神経性やせ症の治療における精神的・心理的側面
神経性やせ症の患者は家族などに強く勧められて渋々受診することが多いように、治療に対して消極的か抵抗を示すことが多い。患者の持つ体重が増えることへの恐怖を捉えていくことが大切である。
併発する抑うつ気分や不安・焦燥感、強迫症状などの精神症状は、栄養障害による神経生理学的変化や心理社会的背景に起因するもので、時に薬物療法が必要となる。しかし、神経性やせ症の根本的治療には、発症要因や維持要因である心理的問題に対する治療が必要。治療では、心理的問題が患者の低い自尊感情と他者からの承認欲求や強迫的・完全主義的性格、あるいは言語化表現できない不安と関心を引くことでの安心などといった摂食障害者に特徴的な心性と結びついていることを理解し、患者がより現実的な行動をできるように認知行動療法を用いたり、対人関係療法などのその他の心理療法を用いて働きかける。これらの治療に加えて、疾患教育や集団療法、家族療法などさまざまな方面から神経性やせ症治療への関わりができる。
神経性やせ症の診断基準
A. 必要量と比べてカロリー摂取を制限し、年齢、性別、成長曲線、身体的健康状態に対する有意に低い体重に至る。有意に低い体重とは、正常の下限を下回る体重で、子どもまたは青年の場合は、期待される最低体重を下回ると定義される。
→食事量が少なくて低体重
B. 有意に低い体重であるのにも関わらず、体重増加または肥満になることに対する強い恐怖、または体重増加を妨げる持続した行動がある。

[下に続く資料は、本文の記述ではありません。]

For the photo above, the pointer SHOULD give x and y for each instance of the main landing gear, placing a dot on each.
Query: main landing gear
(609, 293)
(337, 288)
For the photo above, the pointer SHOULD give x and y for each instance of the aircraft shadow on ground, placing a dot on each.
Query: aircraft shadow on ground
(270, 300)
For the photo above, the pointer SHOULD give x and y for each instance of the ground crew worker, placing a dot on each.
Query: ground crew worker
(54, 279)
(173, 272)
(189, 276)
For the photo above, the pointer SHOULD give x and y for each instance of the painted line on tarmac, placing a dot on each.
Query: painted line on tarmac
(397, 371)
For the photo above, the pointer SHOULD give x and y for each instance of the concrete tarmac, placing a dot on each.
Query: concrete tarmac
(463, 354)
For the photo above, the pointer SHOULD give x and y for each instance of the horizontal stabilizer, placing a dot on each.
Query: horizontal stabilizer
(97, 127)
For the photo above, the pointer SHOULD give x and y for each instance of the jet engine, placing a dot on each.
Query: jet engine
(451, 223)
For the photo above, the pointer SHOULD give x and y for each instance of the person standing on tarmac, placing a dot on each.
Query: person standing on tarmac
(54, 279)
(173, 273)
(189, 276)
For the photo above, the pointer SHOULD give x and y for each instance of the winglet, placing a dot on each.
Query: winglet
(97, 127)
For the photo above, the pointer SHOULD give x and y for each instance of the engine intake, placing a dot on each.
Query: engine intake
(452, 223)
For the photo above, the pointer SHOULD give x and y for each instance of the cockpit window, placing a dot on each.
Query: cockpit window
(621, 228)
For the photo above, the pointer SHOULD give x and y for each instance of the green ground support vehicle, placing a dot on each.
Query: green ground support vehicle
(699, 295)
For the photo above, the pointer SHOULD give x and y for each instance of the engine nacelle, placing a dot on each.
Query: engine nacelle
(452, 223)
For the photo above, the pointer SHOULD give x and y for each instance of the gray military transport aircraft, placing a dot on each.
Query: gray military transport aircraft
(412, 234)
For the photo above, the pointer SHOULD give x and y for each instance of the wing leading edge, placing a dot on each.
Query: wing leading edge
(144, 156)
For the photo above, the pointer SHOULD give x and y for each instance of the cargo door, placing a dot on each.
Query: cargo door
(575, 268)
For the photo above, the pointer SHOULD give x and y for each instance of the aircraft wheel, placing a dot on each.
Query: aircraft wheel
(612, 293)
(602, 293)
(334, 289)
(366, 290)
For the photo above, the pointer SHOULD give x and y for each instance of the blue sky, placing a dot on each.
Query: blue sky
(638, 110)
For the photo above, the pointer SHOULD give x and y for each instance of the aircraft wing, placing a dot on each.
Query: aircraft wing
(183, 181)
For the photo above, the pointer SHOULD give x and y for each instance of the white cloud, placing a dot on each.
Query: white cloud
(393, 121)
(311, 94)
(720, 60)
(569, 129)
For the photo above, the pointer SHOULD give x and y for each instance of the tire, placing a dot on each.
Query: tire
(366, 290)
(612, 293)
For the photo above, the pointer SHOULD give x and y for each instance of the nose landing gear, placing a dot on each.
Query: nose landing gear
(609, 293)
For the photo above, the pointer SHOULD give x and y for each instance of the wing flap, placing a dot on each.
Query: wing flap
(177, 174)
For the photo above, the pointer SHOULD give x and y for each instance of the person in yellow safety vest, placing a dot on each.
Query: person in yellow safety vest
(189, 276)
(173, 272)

→体重増加や肥満への過剰な恐怖or体重増加を妨げる行為の持続
C. 自分の体重または体型の体験の仕方における障害、自己評価に対する体重や体型の不相応な影響、または現在の低体重の深刻さに対する認識の持続的欠如。
→身体像障害、体重や体型への過度なとらわれ、低体重の問題の否認
<神経性やせ症の分類>
摂食制限型:過食または排出行動がない
過食・排出型:過食または排出行動を繰り返す
神経性やせ症の治療
治療薬は基本的にない。抗精神病薬が良いとされる報告は少なからずある。軽症例であれば、認知行動療法などのカウンセリングで治療される。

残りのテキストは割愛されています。